テレワークの普及は今後も継続し、DX(デジタルトランスフォーメーション)推進も加速していく中で、業務に合わせたSaaS導入は今後もっと増えていくことが予想され、業務を理解していない部署の介在はスピード感に欠け、かつ管理負担に限界が訪れます。

そこで多くのユーザー様が取られている考え方が、予防的統制はシステム導入する部署が主体となり、発見的統制のみ会社として把握・徹底する(正しい運用状態か把握できるようにする)という方法です。

中央集権的なID管理

ただし、統制に必要な要素の実行主体を分散させるということは、性悪説に基づいた懸念点の整理とその対策が必要となります。
それらも踏まえて、それぞれの統制の要件を以下にまとめたいと思います。

それぞれの避けたい事態と対策

上記の対策を前提としたシステム/SaaSの管理が重要となります。

アカンサスで制御するメリット

前述した発見的統制は、棚卸業務を経験したことがある人なら、ID台帳の整備や確認結果の取りまとめがいかに面倒かをよくご存じでしょう。
人手で対応すると、実は結構な負担となります。また、棚卸はやらなくても明日業務が止まるわけではないですし、利益を産む業務でもないためどうしても優先度は低くされがちです。利用部署も正しいルールは認識していても、本業が忙しくなると意識が回らなくなってしまいます。
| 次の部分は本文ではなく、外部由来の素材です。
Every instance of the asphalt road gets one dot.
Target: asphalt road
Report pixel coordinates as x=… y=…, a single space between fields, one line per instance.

そのため是非ツールに頼っていただければと思います。下記にアカンサスを活用して発見的統制を効率化する方法を紹介させてください。
アカンサスを利用する場合のID棚卸業務フローは…

  • 利用部署は、棚卸が必要なタイミングでSaaS上のID一覧を定期的にインポートする
  • 情報システム部は対処が必要なIDの確認し、各部と連携して更新か削除する
【メリット】
  • 各IDの所有者をアカンサスが自動的に整理するため、棚卸が楽に
  • ID利用者の候補も提示するため、利用者が把握していないIDの発見も可能に
  • 前回の棚卸情報を基に、棚卸を実施するため全量確認は不要となり負荷軽減に
  • 第三者(情報システム部)も状況を確認ができクロスチェックも可能となるため、棚卸の正確性が向上

また、部署利用のSaaS以外に、オンプレミスのシステムも同じように管理が可能なため一元的に見える化が可能となり、「人」単位での利用状況が把握できるようになるというメリットもあります。